The much-anticipated movie series Seven Doors by Femi Adebayo has finally premiered, currently showing on Netflix, captivating audiences with its intricate storytelling and compelling characters.

The movie begins with a haunting scene of seven women under a mysterious spell leaping to their deaths from a waterfall, setting the tone for a gripping tale that unravels in Ilara Kingdom.

The series explores various societal issues, including corruption, greed, gluttony, family values, malicious conspiracies, and the delicate balance of law and order.

Central to its plot is the calamitous fate of Oba Adedunjoye, the Onilara of Ilara, whose failure to perform traditional rites—symbolised by knocking on seven doors—unleashes devastating consequences on his kingdom.

At the heart of this chaos is Esusu, a malevolent and exiled villain whose return wreaks havoc.

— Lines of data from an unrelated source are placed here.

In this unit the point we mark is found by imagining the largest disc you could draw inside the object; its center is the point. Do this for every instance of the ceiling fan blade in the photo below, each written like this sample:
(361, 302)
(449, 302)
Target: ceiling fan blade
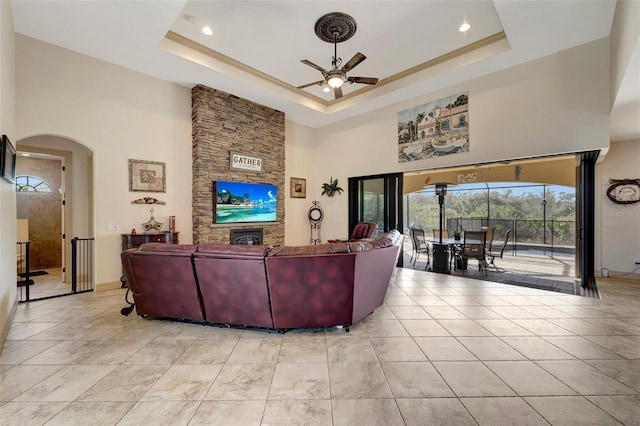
(363, 80)
(311, 84)
(357, 58)
(312, 65)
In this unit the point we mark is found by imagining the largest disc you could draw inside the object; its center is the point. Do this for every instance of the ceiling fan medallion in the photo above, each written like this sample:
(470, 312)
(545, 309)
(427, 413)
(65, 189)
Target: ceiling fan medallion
(335, 28)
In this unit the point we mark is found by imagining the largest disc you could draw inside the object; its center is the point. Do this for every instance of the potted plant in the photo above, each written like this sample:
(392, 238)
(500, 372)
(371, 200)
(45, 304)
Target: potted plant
(331, 187)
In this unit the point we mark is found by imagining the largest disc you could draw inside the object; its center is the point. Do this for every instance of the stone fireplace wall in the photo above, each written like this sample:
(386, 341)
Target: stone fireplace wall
(224, 123)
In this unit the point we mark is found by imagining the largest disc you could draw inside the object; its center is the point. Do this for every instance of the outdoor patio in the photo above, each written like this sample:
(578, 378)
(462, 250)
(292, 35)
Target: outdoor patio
(528, 269)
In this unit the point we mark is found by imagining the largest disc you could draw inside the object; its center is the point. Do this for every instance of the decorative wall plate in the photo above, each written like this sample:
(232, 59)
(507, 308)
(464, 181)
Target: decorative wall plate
(624, 191)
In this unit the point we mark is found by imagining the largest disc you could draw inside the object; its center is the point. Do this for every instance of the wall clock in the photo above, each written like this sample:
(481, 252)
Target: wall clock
(316, 214)
(624, 191)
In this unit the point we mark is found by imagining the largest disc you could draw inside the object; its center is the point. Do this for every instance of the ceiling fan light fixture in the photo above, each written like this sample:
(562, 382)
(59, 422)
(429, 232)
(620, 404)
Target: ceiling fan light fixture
(335, 81)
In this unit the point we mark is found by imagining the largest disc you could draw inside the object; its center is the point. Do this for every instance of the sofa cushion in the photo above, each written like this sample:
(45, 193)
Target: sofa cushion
(231, 251)
(329, 248)
(165, 248)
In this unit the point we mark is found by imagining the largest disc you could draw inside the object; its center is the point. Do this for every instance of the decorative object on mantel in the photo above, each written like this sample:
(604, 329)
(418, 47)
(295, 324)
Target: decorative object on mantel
(624, 191)
(331, 188)
(298, 188)
(152, 225)
(315, 215)
(146, 176)
(246, 163)
(148, 200)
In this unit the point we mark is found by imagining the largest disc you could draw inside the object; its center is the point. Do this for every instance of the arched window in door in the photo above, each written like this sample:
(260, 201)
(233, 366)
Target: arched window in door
(31, 184)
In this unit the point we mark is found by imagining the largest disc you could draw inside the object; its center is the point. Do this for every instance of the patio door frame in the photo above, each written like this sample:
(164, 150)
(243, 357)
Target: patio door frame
(392, 215)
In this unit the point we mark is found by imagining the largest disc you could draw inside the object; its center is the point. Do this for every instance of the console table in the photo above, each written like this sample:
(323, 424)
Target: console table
(130, 241)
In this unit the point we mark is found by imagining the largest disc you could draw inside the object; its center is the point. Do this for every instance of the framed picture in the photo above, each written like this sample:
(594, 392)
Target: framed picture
(8, 160)
(298, 188)
(146, 176)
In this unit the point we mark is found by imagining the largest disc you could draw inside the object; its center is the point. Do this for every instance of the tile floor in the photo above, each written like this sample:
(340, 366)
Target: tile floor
(442, 350)
(529, 269)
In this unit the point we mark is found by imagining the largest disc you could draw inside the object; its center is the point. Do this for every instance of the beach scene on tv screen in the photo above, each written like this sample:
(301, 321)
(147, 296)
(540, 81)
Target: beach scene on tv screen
(245, 202)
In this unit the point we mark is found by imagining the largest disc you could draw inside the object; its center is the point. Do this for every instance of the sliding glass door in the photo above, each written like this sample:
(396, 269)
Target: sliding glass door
(376, 199)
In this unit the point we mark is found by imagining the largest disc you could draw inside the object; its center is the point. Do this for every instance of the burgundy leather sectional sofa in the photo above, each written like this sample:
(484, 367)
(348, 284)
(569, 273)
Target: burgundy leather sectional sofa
(282, 287)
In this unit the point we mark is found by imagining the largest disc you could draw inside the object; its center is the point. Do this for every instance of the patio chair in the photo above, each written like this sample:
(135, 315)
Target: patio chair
(499, 253)
(420, 244)
(436, 233)
(474, 247)
(490, 230)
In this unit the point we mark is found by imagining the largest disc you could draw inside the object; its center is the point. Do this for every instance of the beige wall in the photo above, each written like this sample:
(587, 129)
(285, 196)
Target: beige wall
(557, 104)
(619, 225)
(119, 115)
(300, 154)
(7, 192)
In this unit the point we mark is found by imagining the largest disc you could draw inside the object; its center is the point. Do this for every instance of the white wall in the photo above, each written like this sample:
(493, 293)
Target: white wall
(557, 104)
(118, 114)
(620, 227)
(8, 290)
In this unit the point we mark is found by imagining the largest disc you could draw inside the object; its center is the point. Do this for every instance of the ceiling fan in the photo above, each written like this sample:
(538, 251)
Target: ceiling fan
(334, 28)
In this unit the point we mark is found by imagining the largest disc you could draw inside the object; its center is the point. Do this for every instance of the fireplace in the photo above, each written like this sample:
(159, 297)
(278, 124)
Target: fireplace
(246, 236)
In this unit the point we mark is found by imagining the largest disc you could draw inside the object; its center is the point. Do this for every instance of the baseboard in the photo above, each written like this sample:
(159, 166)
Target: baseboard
(620, 274)
(7, 326)
(109, 285)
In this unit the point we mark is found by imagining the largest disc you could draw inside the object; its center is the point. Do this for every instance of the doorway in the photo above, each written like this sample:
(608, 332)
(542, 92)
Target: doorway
(41, 211)
(54, 184)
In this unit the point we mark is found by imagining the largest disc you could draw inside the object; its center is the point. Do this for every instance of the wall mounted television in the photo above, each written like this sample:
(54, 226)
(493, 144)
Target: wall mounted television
(244, 202)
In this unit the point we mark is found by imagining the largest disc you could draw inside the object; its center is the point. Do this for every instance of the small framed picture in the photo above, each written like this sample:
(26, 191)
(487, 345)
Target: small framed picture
(298, 188)
(8, 160)
(146, 176)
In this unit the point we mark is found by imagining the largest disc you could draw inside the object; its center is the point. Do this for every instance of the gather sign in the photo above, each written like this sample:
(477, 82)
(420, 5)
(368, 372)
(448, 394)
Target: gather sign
(245, 162)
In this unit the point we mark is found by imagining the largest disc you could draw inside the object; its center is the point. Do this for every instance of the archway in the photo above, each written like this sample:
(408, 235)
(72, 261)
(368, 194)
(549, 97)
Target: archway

Esusu, a ni ohun t’Eledumare o ni.
Eledumare o ni ika, ika ni Esusu

The character of Esusu, pivotal to the story’s depth, is masterfully brought to life by Aliu Gafar.

Gafar’s first appearance, late in Episode 2, immediately shifts the narrative, introducing a chilling force that spares no one, not even the royal family. His commanding portrayal encapsulates the essence of Esusu, a man whose wickedness defies comprehension.

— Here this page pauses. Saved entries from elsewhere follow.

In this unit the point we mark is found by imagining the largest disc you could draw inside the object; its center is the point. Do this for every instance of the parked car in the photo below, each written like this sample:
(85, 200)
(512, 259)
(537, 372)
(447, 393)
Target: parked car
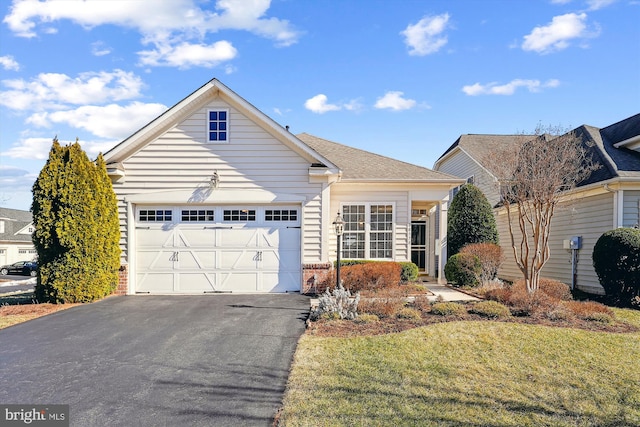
(28, 268)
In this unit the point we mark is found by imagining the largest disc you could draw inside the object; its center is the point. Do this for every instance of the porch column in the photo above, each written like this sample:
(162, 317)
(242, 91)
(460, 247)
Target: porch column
(441, 251)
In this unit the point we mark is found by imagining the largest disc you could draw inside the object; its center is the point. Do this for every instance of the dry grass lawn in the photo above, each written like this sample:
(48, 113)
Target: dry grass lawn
(19, 308)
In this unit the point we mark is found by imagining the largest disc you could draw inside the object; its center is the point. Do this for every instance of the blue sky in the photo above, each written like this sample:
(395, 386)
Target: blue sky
(399, 78)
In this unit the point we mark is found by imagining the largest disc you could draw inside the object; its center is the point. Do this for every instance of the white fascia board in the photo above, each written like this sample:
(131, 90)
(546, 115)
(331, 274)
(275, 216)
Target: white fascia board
(631, 143)
(206, 195)
(271, 126)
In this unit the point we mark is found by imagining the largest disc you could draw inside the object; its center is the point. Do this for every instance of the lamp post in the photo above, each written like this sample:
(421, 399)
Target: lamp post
(338, 226)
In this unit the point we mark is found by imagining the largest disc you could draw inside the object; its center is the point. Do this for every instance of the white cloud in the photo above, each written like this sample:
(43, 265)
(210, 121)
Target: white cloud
(176, 28)
(318, 104)
(110, 121)
(36, 148)
(558, 33)
(100, 49)
(509, 88)
(426, 36)
(9, 63)
(15, 180)
(53, 90)
(185, 55)
(393, 100)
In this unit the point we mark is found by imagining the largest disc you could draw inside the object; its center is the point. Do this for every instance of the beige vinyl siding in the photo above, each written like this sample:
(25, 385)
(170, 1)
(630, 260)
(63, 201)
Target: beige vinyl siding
(588, 217)
(342, 194)
(631, 208)
(252, 159)
(460, 164)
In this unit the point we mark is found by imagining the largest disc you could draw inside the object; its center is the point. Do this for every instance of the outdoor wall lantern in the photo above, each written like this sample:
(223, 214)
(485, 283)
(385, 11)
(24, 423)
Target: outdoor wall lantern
(338, 226)
(214, 181)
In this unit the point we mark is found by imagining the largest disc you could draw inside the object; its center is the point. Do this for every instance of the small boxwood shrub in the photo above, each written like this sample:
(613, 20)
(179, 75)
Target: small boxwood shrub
(491, 309)
(616, 259)
(463, 270)
(523, 303)
(555, 289)
(366, 318)
(409, 313)
(448, 309)
(381, 307)
(409, 271)
(491, 258)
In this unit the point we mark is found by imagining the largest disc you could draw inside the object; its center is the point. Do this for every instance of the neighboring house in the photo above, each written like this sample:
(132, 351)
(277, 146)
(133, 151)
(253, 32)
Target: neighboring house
(608, 199)
(16, 227)
(215, 196)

The backstory reveals Esusu’s sinister pact with Ọba Adejuwọn, an ancestor of Adedunjoye.

Desperation led Adejuwon to seek Esusu’s help to evade death—a move that came at an unthinkable cost, forgetting that bi alọ ba lọ, abọ nbọ (a pendulum that swings to is still coming to swing fro).

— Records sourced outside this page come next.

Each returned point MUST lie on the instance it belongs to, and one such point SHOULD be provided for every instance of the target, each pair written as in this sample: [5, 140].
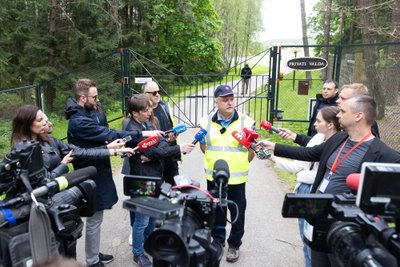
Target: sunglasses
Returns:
[154, 93]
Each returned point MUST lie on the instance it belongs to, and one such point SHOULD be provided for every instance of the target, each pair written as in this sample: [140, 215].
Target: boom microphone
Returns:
[180, 128]
[146, 143]
[353, 181]
[199, 136]
[268, 126]
[58, 184]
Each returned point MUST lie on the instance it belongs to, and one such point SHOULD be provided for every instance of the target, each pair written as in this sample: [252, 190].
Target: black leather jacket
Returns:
[54, 152]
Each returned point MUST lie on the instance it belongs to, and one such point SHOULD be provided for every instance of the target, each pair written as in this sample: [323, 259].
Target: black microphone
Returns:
[58, 184]
[221, 172]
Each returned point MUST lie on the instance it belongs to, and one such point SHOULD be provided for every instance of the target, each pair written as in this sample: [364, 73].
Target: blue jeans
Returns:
[142, 226]
[236, 193]
[304, 189]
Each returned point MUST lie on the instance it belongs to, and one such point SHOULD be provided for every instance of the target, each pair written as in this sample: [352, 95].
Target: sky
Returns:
[282, 19]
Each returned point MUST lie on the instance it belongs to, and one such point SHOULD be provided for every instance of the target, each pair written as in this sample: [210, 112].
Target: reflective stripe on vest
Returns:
[226, 147]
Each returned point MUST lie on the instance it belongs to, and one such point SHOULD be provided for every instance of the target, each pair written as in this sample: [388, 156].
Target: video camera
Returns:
[359, 229]
[23, 182]
[187, 214]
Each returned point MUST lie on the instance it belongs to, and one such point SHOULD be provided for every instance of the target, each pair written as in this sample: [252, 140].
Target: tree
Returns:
[305, 37]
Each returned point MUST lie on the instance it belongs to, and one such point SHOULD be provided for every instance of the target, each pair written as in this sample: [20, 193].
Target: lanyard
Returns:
[336, 163]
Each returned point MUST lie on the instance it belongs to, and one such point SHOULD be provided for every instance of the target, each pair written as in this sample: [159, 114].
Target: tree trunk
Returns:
[392, 80]
[50, 92]
[327, 30]
[305, 38]
[368, 22]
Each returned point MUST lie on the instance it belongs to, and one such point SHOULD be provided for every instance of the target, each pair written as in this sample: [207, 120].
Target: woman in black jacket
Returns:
[31, 123]
[147, 164]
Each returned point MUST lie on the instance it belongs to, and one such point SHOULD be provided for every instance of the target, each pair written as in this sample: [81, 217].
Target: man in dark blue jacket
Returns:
[88, 128]
[328, 97]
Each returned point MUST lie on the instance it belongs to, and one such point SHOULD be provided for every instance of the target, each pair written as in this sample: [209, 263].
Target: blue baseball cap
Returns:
[223, 90]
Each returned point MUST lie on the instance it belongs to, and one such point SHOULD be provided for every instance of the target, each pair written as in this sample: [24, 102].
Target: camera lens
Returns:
[168, 243]
[346, 241]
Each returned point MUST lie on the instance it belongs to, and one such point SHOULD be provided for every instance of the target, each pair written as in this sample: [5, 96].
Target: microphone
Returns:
[180, 128]
[268, 126]
[251, 135]
[221, 173]
[353, 181]
[146, 143]
[58, 184]
[199, 136]
[242, 140]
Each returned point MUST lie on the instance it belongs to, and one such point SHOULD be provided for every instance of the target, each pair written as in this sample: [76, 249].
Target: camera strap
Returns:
[39, 232]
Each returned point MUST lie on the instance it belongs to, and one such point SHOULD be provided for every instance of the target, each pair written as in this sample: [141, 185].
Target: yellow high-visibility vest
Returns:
[224, 146]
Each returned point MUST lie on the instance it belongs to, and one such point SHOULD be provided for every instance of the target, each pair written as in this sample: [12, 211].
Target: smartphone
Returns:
[307, 205]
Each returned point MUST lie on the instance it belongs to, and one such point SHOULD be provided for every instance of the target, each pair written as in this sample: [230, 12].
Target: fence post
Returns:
[274, 58]
[125, 72]
[38, 97]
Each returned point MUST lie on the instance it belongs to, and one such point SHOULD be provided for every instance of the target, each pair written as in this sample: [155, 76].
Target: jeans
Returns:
[304, 189]
[92, 244]
[142, 227]
[236, 193]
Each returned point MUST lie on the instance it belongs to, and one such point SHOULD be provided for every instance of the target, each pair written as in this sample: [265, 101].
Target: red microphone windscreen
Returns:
[266, 125]
[241, 139]
[147, 143]
[353, 181]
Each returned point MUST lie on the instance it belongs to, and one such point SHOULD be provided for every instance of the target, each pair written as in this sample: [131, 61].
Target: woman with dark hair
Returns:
[326, 125]
[31, 123]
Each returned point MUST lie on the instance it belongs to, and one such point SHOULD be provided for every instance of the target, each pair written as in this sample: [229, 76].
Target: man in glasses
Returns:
[88, 128]
[220, 144]
[162, 112]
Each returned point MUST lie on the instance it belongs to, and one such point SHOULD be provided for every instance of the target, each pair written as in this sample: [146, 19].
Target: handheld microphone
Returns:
[199, 136]
[250, 137]
[221, 173]
[180, 128]
[268, 126]
[242, 140]
[58, 184]
[146, 143]
[353, 181]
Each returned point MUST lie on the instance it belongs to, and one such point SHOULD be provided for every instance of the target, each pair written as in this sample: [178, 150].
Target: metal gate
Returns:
[191, 96]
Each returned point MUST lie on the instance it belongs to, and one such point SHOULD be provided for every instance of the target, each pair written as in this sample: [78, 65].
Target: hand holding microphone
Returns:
[251, 137]
[180, 128]
[268, 126]
[243, 141]
[197, 137]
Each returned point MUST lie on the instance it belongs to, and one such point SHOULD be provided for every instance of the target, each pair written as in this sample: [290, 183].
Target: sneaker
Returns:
[232, 255]
[142, 261]
[97, 264]
[104, 258]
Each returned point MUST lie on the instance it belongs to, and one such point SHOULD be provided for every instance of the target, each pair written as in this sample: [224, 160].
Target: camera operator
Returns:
[88, 128]
[342, 154]
[326, 124]
[30, 123]
[148, 164]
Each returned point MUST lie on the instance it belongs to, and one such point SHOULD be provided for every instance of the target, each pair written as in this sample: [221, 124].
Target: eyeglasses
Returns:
[154, 93]
[95, 97]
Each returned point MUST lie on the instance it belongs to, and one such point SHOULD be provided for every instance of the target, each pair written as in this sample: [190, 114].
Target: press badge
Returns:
[323, 185]
[308, 230]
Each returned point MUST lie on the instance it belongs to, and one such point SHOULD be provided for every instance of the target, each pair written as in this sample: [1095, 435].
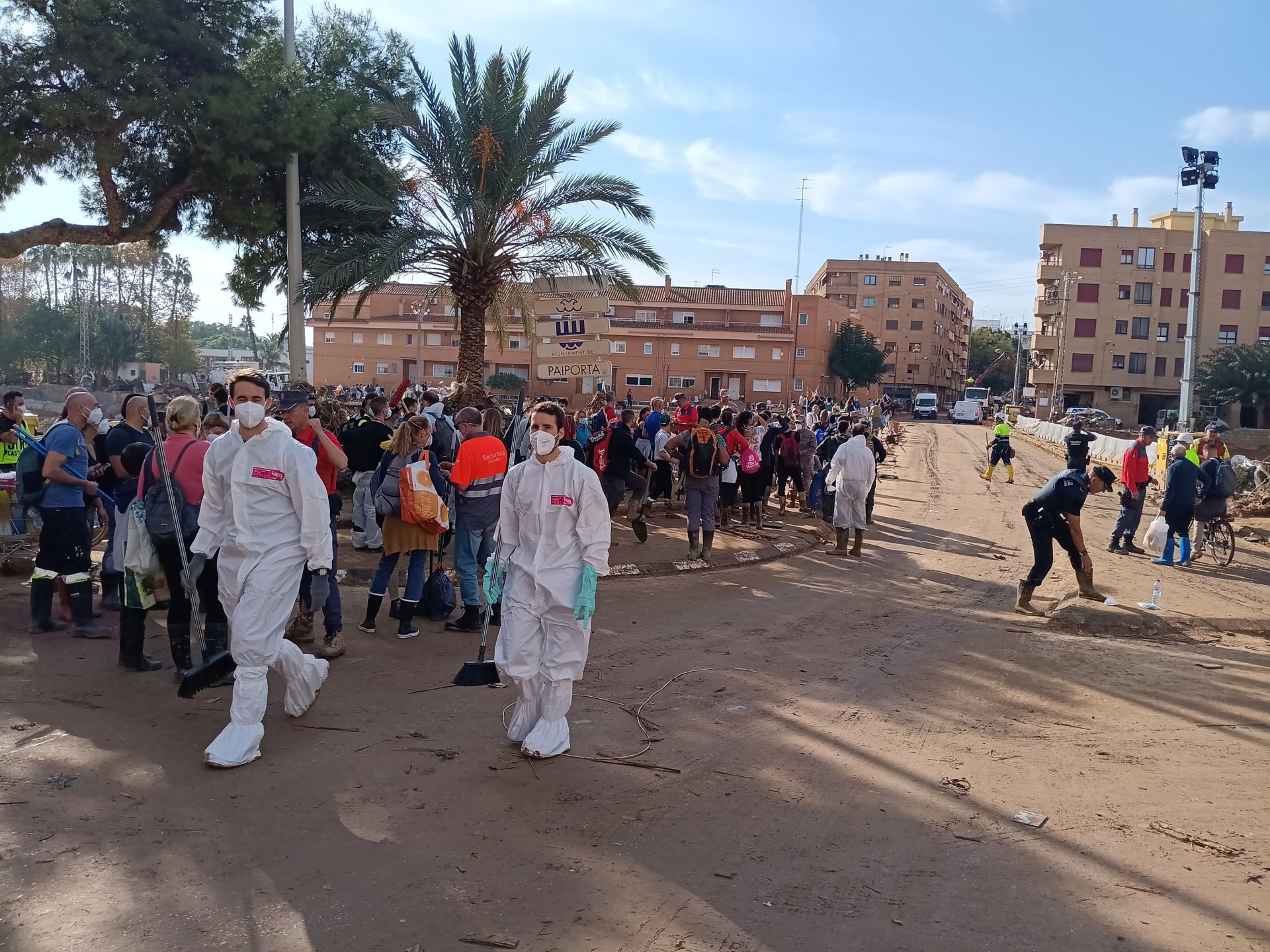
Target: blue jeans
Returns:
[414, 571]
[472, 549]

Esusu’s return demanded not only royal treatment but the freedom to live as he pleased, challenging the very fabric of the kingdom.

Gafar embodies this complex character with remarkable precision, delivering a performance that is both chilling and unforgettable.

With almost two decades in Nollywood, Aliu Gafar has solidified his reputation as a versatile and dedicated actor.

His extensive filmography includes acclaimed productions such as Jagun Jagun, Anikulapo, Iyalode, Eefin, and Omo Ajele.

His role in Seven Doors further cements his legacy as a master of his craft, showcasing his ability to seamlessly portray multifaceted characters.

The Yoruba actor has also garnered accolades for his work, including the Best Actor award at the Dallas International Yoruba Movies Awards for his role in Peregun.

His commitment to the industry and his talent for captivating performances continue to make him a force to be reckoned with in Nollywood.

In Seven Doors, Gafar’s nuanced performance as Esusu elevates the series, demonstrating his ability to command attention and bring depth to a complex narrative.

His contribution to the Nigerian film industry remains invaluable, and his portrayal of Esusu is a testament to his enduring excellence.